2. The Well of Souls
There was no getting around it: Johan Längqvist was a great fucking singer, and it was going to be a pain in the ass to replace him after he decided his appearance on Epicus Doomicus Metallicus would be of the “one and done” variety. Luckily for Candlemass, help was on the way in the form of a robed madman named Messiah, who would front the band on three of their most important albums. “The Well of Souls” was his official introduction, and his operatic style and emotional delivery made an instant impression. This song is a perfect example of how naturally Messiah’s vocals meld with Leif Edling’s riffs—even when the two are following the same melody lines, the combination is undeniably effective, especially during the main theme and chorus.
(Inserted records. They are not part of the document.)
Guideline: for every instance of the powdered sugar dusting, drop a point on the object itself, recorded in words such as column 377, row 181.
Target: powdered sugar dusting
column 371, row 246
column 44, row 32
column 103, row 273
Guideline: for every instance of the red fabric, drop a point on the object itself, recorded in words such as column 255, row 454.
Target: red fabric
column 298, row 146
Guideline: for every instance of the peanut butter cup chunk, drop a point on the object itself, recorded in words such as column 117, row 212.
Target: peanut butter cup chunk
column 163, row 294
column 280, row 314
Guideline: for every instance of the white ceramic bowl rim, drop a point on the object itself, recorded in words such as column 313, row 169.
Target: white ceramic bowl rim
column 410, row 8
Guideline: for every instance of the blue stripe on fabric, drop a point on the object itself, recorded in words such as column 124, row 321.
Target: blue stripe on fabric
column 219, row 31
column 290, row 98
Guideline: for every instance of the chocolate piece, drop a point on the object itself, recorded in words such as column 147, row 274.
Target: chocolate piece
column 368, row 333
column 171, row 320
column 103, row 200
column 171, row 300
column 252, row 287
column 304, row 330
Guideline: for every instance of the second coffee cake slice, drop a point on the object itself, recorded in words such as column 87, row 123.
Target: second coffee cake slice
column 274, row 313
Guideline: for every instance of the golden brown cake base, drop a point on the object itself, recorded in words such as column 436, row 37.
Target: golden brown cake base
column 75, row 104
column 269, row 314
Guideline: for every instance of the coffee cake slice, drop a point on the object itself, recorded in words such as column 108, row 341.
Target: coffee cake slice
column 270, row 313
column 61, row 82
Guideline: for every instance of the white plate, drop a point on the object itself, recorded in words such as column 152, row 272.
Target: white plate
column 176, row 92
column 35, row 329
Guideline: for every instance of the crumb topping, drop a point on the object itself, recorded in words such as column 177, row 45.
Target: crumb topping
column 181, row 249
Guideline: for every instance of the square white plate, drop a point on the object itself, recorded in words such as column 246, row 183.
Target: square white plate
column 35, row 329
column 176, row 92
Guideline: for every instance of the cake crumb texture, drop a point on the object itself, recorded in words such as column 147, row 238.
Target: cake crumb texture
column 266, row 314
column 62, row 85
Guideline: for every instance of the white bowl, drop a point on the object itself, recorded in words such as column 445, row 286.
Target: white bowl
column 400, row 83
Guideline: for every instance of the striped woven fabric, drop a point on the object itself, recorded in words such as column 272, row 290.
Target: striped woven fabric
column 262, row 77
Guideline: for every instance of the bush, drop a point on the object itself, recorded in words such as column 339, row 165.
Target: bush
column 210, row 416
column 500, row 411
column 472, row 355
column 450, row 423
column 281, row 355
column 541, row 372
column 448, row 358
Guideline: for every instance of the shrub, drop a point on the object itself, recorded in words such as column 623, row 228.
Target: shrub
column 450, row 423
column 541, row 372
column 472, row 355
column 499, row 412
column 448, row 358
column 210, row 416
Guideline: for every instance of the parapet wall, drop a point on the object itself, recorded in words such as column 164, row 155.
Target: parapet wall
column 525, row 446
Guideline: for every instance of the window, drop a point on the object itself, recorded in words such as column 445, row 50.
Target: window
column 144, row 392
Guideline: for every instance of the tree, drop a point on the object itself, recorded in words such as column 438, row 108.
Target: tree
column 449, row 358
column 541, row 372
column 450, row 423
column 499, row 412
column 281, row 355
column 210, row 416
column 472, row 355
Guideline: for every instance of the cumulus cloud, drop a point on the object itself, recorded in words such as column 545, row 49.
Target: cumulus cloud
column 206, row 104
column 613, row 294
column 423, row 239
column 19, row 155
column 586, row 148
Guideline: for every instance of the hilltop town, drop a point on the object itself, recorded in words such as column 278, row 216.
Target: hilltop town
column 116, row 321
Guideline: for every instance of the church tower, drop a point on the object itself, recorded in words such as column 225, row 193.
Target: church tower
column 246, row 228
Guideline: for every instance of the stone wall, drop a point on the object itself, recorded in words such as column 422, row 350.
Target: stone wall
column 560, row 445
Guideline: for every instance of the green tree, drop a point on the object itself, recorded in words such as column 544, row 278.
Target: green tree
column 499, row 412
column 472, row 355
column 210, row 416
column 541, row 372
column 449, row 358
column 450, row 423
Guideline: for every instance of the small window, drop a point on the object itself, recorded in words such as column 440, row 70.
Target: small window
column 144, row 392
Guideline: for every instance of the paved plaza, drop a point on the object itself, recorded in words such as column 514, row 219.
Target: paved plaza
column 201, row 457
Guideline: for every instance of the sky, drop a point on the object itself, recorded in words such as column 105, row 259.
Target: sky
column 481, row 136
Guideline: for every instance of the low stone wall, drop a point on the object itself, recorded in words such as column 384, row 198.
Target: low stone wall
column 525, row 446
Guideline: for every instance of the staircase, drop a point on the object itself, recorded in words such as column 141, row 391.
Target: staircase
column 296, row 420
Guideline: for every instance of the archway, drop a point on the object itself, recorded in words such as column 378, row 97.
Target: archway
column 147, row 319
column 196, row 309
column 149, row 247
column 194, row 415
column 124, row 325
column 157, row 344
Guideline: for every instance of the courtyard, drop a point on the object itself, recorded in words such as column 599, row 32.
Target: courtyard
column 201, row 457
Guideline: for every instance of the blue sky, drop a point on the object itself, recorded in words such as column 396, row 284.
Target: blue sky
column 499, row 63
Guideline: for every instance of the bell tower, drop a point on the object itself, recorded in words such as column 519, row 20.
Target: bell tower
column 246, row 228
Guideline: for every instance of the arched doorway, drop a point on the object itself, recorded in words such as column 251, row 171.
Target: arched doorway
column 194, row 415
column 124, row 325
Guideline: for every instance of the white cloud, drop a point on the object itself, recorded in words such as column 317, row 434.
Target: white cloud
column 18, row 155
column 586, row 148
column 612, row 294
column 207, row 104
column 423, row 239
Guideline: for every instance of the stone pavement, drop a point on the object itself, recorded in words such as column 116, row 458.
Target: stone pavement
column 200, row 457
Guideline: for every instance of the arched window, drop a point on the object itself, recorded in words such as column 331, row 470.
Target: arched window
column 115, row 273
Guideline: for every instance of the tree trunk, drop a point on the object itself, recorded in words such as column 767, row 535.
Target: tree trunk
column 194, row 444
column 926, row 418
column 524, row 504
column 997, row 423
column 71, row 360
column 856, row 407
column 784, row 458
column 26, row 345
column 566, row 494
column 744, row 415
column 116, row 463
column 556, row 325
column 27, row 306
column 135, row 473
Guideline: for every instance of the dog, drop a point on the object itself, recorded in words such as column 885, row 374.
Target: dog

This one will always be a Candlemass staple, and for good reason.
“Solitude” will likely be Candlemass’ signature song until their dying day, but if we’re talking about a close second, it’s hard to argue against “Samarithan.” This is quintessential, textbook doom: lyrics that tell a compelling, easy-to-follow story; speaker-crushing riffs; and a chorus section that was crafted by Lucifer himself. Messiah is in top form throughout, and I don’t believe I’ve ever heard someone sing so passionately about pennies and having lots of food to eat. Simply put, this is an all-time doom classic that probably birthed 467 bands that you really like, so you show some goddamn respect.